Intercalibration of 183 GHz sounding channels

Author: Vivienne H. Payne, Jean-Luc Moncet, Pan Liang and Eli J. Mlawer
Date: 
December 4, 2012
Type: 
Presentation
Venue: 
AGU Fall Meeting 2012
Citation: 

Vivienne Payne; Alison Chase; Jean-Luc Moncet; Pan Liang; Eli J. Mlawer (2012) Intercalibration of 183 GHz sounding channels. AGU Fall Meeting, San Francisco, CA.
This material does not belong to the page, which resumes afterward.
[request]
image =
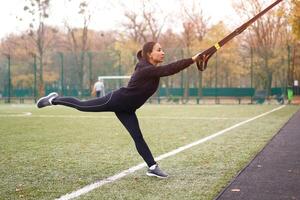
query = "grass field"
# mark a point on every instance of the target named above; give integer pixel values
(53, 151)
Radiometer intercalibration is a critical component of obtaining accurate precipitation retrievals from satellite constellations. The assessment and removal of inter-instrument differences between the passive radiometers that will be used in the constellation for the Global Precipitation Measurement (GPM) mission will be of vital importance for the success of the mission. Here we present an approach for intercomparison between 183 GHz channels for currently-flying radiometers. We compare brightness temperature measurements from a range of existing sounders with radiative transfer model simulations over Department of Energy (DoE) Atmospheric Radiation Measurement (ARM) sites. In order to avoid issues related to uncertainty in the surface emissivity, comparisons are limited to atmospheric conditions with sufficient water vapor to obscure the surface for these channels. We compare both absolute differences between model and measured brightness temperatures for individual instruments and inter-instrument differences.
In order to assess the sensitivity of the intercomparison results to the quality of the estimate of the atmospheric state used as input to the radiative transfer model, comparisons have been performed using temperature and water profiles from radiosonde-based “Merged Sounding” products over the ARM sites and from Global Forecast System (GFS) fields. We conclude that the impact of the choice of input profiles is larger for sites where the atmospheric conditions exhibit greater variability in space and time.
An important feature of our approach is the use of well-validated radiative transfer modeling tools, using consistent physics across spectral regions and up-to-date water vapor spectroscopy to accurately model the water vapor absorption. We also assess the sensitivity of the results of the intercomparison to the uncertainties in the water vapor absorption model used within the radiative transfer code.